È quasi ridicolo chiedere «Perché meditare?»
“Non esiste un sé (soggetto) separato che possa fare o non fare cosa alcuna in merito a questo problema [delle questioni e domande che nascono dalla nostra realtà illusoria]. Così può apparire evidente che se non c’è un io soggettivato ad essere perplesso, la corrente dell’esperienza può semplicemente fluire da se stessa, senza ostacoli.
Da questa consapevolezza il verso:
Le montagne blu sono da se stesse montagne blu.
Le bianche nubi sono da se stesse bianche nubi.
Questo fluire ininterrotto è il Tao, la via o il corso della natura […] – un fluire della vita non forzato e non bloccato: spontaneo. […]
Di regola, i mistici e i guru che non stanno più cercando nessun attingimento, continuano a praticare quelle che sembrano essere pratiche formali di meditazione.
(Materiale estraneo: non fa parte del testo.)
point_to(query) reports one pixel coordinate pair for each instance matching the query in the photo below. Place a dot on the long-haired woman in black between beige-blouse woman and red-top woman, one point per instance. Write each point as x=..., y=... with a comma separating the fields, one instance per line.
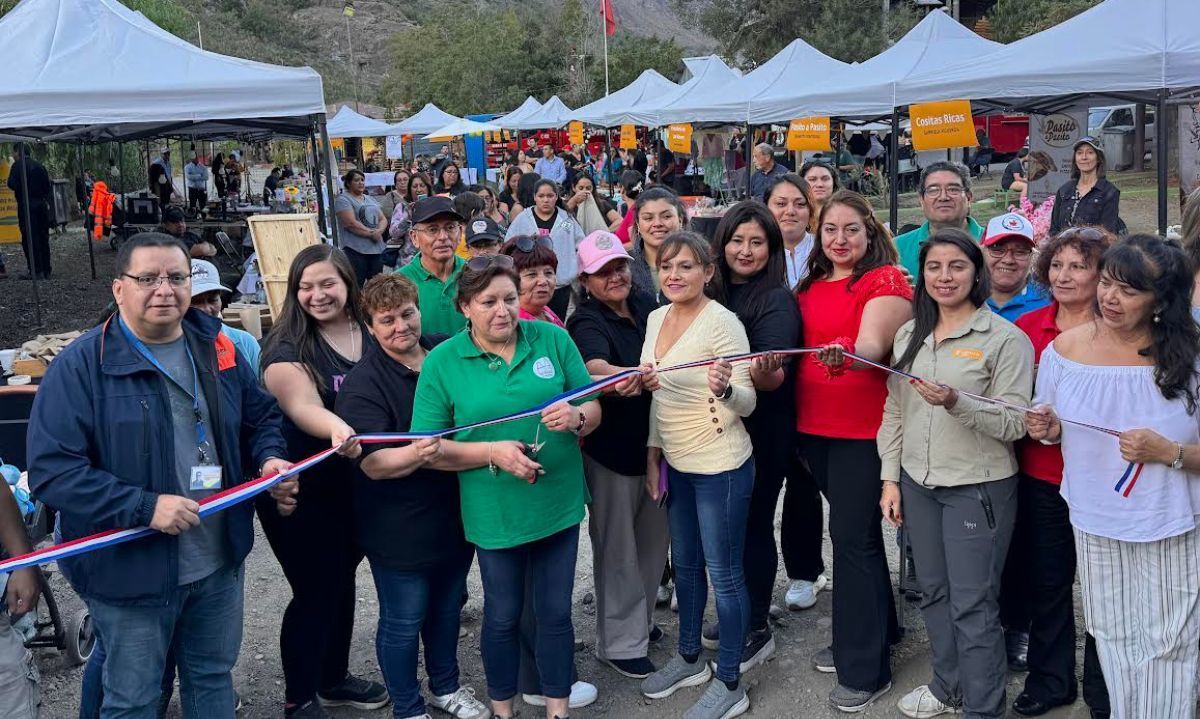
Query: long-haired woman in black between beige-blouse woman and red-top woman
x=749, y=249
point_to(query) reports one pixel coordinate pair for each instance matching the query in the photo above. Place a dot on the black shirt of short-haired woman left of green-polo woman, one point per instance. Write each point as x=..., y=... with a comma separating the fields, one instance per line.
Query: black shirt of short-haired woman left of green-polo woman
x=407, y=524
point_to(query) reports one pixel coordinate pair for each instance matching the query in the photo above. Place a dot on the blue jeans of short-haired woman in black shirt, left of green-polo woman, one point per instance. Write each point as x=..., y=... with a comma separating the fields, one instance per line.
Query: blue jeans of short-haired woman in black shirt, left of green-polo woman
x=415, y=608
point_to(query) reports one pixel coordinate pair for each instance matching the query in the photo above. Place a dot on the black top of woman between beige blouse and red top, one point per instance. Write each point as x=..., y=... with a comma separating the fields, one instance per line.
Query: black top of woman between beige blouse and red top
x=775, y=325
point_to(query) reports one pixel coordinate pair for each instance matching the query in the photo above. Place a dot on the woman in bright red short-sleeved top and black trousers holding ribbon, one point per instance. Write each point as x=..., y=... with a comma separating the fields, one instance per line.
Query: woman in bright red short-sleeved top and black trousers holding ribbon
x=854, y=299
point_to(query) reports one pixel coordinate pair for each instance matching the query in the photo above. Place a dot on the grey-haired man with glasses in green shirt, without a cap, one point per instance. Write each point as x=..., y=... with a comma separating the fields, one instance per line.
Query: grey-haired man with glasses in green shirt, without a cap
x=946, y=201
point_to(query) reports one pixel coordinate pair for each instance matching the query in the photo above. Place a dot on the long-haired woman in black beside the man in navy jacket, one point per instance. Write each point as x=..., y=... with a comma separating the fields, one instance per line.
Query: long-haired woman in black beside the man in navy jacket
x=316, y=341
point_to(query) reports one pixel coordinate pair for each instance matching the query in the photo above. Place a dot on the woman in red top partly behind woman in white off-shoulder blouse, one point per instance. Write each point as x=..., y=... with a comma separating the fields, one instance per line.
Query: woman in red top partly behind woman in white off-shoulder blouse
x=1069, y=265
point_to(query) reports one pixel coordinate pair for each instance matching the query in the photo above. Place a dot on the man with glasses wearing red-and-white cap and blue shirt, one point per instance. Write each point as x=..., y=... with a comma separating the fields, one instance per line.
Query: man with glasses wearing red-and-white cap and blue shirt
x=1009, y=251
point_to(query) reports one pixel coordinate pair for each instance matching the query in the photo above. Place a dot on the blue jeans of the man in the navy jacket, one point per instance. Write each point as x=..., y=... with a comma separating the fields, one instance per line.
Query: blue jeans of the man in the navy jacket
x=206, y=620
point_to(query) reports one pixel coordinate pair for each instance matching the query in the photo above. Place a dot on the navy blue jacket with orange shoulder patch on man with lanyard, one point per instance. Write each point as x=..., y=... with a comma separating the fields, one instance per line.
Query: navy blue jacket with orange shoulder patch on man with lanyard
x=101, y=451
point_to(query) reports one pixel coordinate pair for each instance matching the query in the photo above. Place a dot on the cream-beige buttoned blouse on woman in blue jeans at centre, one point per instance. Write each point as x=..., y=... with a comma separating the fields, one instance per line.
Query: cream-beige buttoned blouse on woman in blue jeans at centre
x=698, y=433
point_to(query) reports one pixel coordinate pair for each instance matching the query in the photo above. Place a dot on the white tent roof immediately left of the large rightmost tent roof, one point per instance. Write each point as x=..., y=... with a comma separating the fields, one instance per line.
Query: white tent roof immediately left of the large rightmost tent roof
x=869, y=89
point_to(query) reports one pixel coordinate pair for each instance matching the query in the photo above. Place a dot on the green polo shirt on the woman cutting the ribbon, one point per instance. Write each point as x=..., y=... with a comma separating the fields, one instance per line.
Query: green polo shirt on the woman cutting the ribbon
x=460, y=385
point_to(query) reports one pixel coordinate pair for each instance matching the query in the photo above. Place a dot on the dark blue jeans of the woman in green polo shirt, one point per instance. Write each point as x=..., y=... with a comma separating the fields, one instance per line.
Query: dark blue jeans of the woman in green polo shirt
x=550, y=565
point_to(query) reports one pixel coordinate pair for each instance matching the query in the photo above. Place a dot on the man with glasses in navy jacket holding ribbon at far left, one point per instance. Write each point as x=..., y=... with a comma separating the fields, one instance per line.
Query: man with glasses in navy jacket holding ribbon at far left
x=136, y=423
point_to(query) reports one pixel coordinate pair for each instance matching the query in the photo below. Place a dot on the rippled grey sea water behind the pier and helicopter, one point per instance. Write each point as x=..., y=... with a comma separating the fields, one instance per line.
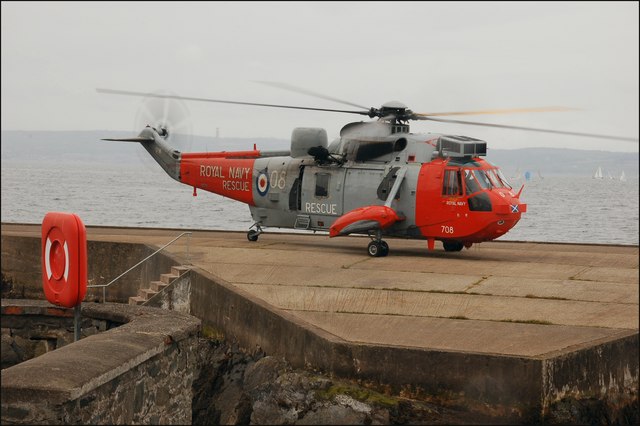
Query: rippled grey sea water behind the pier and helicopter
x=568, y=209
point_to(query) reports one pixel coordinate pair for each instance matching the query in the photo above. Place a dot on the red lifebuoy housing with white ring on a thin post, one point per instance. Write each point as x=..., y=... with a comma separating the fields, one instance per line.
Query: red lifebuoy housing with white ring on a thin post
x=64, y=261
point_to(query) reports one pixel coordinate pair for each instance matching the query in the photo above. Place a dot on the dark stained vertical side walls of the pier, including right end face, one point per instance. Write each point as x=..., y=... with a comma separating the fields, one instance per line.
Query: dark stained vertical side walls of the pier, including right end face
x=515, y=388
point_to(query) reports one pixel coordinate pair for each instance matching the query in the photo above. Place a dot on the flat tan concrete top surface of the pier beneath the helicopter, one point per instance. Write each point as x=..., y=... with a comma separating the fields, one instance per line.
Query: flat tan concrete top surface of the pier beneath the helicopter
x=316, y=278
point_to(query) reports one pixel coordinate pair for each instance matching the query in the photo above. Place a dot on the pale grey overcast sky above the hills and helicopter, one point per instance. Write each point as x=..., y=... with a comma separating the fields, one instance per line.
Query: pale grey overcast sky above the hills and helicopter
x=432, y=56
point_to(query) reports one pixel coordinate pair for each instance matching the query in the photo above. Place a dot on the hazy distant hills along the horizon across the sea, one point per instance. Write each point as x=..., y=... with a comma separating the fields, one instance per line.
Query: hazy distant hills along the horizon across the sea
x=86, y=147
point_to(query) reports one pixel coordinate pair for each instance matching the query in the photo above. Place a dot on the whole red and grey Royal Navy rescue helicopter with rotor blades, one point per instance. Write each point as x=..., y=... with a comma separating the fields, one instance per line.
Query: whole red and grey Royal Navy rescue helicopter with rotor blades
x=377, y=178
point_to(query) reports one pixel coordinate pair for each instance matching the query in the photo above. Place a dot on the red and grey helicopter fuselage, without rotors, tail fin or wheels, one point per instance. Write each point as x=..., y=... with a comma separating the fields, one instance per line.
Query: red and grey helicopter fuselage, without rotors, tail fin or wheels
x=438, y=197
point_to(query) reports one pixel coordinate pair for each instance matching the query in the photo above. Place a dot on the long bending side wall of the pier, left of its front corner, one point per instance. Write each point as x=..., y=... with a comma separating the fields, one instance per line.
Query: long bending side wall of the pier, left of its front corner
x=469, y=379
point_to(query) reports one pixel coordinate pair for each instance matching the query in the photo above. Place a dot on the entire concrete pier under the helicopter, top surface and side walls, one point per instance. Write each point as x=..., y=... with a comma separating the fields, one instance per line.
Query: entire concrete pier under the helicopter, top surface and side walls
x=470, y=321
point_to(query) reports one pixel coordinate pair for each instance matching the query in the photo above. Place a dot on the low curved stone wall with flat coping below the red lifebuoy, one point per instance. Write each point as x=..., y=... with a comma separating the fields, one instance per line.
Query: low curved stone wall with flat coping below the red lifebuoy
x=141, y=372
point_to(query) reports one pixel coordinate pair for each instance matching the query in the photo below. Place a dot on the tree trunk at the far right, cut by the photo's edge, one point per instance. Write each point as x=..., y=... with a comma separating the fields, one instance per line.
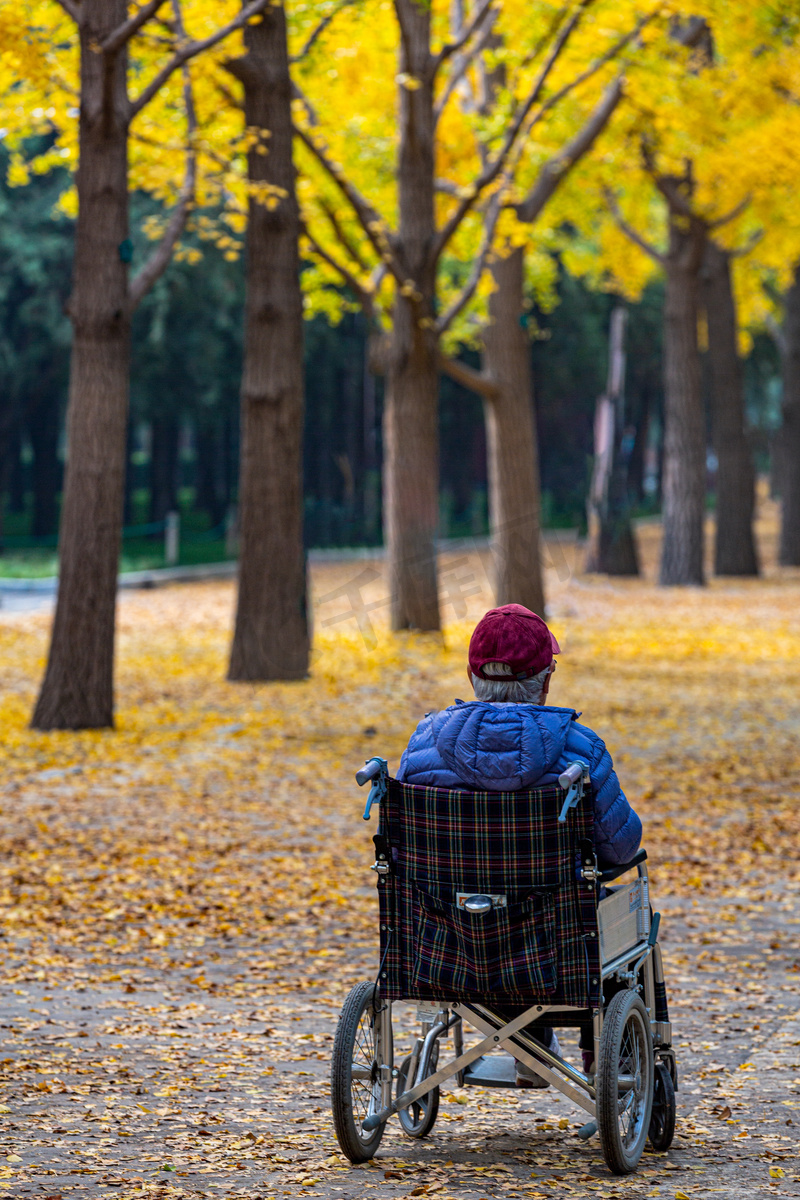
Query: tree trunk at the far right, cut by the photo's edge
x=790, y=548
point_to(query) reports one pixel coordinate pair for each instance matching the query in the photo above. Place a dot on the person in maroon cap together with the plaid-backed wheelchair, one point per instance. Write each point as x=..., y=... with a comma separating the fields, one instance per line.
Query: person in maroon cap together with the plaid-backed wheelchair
x=495, y=844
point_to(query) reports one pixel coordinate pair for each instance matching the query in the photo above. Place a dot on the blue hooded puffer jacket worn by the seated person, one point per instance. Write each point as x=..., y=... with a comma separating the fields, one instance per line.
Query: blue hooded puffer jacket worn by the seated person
x=504, y=748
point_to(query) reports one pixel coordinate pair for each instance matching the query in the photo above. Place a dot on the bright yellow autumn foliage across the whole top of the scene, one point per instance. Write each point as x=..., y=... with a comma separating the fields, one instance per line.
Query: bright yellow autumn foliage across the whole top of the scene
x=737, y=119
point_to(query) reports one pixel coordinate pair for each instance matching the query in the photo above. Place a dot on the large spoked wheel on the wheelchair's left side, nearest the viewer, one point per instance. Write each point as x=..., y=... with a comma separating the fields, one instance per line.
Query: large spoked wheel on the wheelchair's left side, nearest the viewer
x=356, y=1079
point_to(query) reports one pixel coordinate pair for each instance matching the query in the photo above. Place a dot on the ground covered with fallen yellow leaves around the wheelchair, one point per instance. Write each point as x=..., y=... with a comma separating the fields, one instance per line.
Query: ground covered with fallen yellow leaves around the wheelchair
x=187, y=901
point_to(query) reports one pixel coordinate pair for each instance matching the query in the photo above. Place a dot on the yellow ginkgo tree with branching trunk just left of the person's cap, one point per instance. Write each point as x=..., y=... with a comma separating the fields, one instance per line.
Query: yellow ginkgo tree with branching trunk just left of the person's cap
x=414, y=238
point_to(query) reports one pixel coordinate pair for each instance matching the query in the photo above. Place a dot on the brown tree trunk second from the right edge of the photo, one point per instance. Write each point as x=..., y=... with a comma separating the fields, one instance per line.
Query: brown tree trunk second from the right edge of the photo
x=736, y=547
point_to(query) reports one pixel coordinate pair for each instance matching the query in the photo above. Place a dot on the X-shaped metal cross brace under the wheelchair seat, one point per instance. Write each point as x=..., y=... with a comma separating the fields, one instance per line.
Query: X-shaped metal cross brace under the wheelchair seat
x=500, y=1035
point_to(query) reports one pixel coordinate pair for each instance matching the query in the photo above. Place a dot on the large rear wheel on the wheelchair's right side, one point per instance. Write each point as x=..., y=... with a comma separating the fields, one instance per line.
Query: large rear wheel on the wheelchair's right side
x=624, y=1083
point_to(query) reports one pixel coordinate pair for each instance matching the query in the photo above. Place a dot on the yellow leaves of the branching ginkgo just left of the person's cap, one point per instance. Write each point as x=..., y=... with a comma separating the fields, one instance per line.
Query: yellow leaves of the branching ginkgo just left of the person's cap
x=353, y=112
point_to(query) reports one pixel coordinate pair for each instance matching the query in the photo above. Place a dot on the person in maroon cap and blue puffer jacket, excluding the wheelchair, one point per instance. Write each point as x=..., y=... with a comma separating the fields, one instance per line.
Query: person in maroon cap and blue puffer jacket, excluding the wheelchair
x=507, y=740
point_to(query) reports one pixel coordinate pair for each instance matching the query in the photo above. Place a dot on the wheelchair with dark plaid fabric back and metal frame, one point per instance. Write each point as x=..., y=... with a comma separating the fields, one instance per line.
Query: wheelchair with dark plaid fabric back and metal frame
x=494, y=913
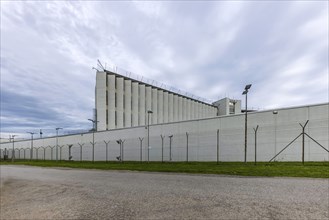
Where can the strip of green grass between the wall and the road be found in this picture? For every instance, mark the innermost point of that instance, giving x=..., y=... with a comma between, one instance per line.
x=287, y=169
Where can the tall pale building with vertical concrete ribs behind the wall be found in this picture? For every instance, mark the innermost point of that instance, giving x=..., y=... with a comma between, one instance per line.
x=121, y=102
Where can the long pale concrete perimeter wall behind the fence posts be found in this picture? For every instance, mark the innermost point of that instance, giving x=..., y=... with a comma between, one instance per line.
x=274, y=133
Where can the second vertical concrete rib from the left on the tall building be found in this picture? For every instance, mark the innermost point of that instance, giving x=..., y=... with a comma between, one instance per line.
x=111, y=101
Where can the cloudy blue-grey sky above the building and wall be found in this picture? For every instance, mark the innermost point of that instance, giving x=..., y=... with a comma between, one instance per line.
x=211, y=49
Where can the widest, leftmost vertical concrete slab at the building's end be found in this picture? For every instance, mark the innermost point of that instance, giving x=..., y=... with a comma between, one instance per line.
x=101, y=100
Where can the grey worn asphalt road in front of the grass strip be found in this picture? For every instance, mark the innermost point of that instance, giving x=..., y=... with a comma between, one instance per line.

I vari Buddha e Bodhisattva sono in genere raffigurati nella posizione di meditare in padmasana (la posizione del loto) come un novizio qualsiasi […]. È quasi ridicolo chiedere: «Perché meditare?», come se uno (meditando) deviasse dal proprio cammino per fare qualche cosa di bizzarro […]. Perché guardare le stelle o guardare le nubi? Perché veleggiare senza destinazione? Nulla è veramente spiegato dalla sua causa o dalla sua motivazione, perché noi troviamo solo cause dopo cause, finché non possiamo più inseguirle. È come un bambino che chieda: «Perché?! Perché?! Perché?! …» finché suo padre, come un maestro Zen, non gli dica: «Taci!, succhia il tuo lecca-lecca».
Così la contemplazione [cioè la meditazione], in quanto «esercizio» particolare fatto in modo formale, è semplicemente il godimento rituale di quella basilare consapevolezza di ciò che sta accadendo ora, e che continua sempre di momento in momento. […] Il bene della contemplazione è la contemplazione stessa, non un qualche risultato futuro che da essa possa derivare”.
Tratto da: “L’arte della contemplazione”, di Alan W. Watts.